If you husband shows you his childhood video that he made specially for you when he was in his teens, in which he specifies his childhood secrets, what kind of person he is and stuffs like he loves you and will take care of you and would want the same from you... what would be your reaction to this?


----------



## SimplyAmorous (Nov 25, 2009)

I don't understand your question.. .do you mean he did THIS years before he met his wife (you in this case) and you find it weird and creepy somehow? 

What was YOUR reaction, how do you feel?


----------



## Mavash. (Jan 26, 2012)

I'm on the fence. On the one hand it could be him being open and honest.
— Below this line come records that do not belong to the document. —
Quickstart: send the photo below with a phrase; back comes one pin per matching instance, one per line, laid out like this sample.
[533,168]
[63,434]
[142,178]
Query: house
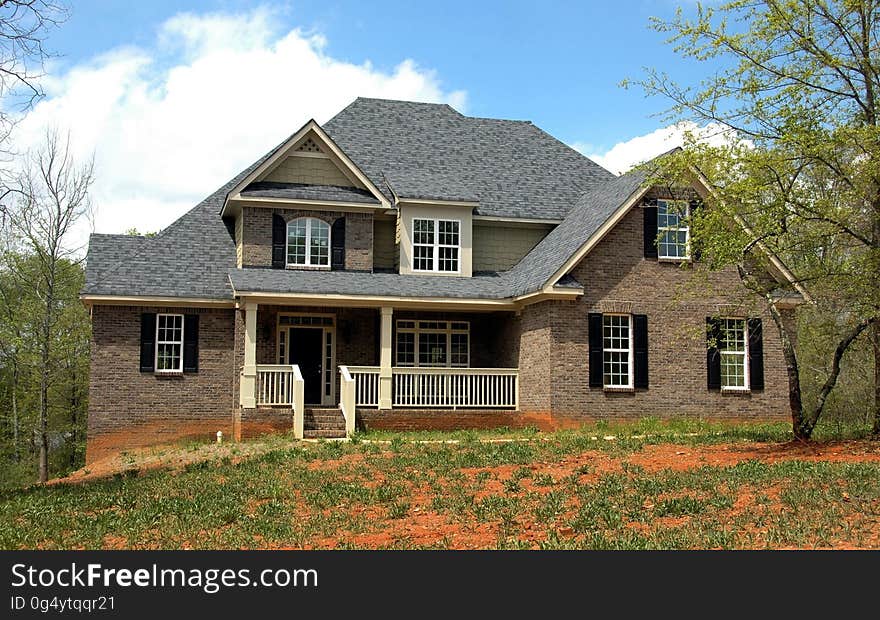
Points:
[406,266]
On the other it could be unrealistic about what he expects out of marriage. Kind of a male version of the cinderella story.


----------



## Hope1964 (Sep 26, 2011)

Yeah, I don't really understand the question either. Context please?


----------



## lamaga (May 8, 2012)

Awwww... I'm guessing that Spyece made a video which didn't get this response he wanted.


----------



## Mavash. (Jan 26, 2012)

lamaga said:


> Awwww... I'm guessing that Spyece made a video which didn't get this response he wanted.


You're good.


----------



## lamaga (May 8, 2012)

What happened, Spyece? how bad was it?


----------



## Lon (Jun 6, 2011)

so he made an intimate self-portrait video of himself when he was a teenager and recently showed it to you? And you want us to decide what you should feel?
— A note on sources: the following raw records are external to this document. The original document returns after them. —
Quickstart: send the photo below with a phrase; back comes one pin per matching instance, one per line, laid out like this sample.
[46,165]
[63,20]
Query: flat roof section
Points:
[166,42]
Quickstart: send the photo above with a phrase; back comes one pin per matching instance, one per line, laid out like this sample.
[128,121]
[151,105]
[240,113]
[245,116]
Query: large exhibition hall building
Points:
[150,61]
I don't know, did you agree about the things he revealed, were attracted to those or not? Has he said he still feels the same about certain things or has he changed over the years at all?
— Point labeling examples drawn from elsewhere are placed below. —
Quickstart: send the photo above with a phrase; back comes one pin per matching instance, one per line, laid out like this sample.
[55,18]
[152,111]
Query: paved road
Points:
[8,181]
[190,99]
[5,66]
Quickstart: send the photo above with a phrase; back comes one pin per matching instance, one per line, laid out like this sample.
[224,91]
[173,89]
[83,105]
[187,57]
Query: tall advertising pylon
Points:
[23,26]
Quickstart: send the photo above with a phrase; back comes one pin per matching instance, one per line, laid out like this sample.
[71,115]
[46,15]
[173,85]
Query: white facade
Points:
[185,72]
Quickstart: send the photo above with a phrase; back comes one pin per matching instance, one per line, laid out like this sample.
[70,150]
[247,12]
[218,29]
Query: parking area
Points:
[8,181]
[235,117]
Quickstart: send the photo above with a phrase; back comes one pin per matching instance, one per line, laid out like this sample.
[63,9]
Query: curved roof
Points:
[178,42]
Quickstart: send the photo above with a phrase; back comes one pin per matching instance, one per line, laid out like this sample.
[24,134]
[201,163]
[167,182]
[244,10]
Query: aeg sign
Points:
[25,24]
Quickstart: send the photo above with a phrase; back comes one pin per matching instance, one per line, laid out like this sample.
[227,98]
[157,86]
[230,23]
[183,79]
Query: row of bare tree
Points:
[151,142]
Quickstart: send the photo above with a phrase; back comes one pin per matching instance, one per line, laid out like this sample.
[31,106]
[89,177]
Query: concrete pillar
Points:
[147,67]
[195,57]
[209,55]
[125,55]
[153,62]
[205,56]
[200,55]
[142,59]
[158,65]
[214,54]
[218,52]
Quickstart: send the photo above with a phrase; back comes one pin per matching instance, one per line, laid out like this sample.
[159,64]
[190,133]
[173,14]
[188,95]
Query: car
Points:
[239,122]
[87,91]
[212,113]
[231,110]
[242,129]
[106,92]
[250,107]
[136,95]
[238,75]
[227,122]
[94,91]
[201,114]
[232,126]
I don't think you should feel bad about him sharing this, he is trying to give you insight about him, the act of showing this to you shouldn't be a big deal, but what he thinks of certain issues may affect your compatibility, that is for you to determine.


----------



## Coffee Amore (Dec 15, 2011)

spyece said:


> If you husband shows you his childhood video that he made specially for you when he was in his teens, in which he specifies his childhood secrets, what kind of person he is and stuffs like he loves you and will take care of you and would want the same from you... what would be your reaction to this?


spyece - I've answered several similar questions you've asked in the past. They all seem to have a pattern. You seem very young. I have to say in all honesty the things asked seem juvenile and teenagerish. I remember you asking if women would like it if the man in their life had one wall in the house where he wrote on the wall things he liked about her. See that's not the kind of thing I would appreciate. If I were sixteen I think I would like some of the things you suggested in the past but not now. I want something more mature. 

The video would be sweet but wouldn't mean a lot to me because it was prepared before he met me and knew me. It's a generic thing. It's not personal to me. It could easily have gone to another woman. So I would probably saw "Awww! It's cute and so sweet" but that's about it.


----------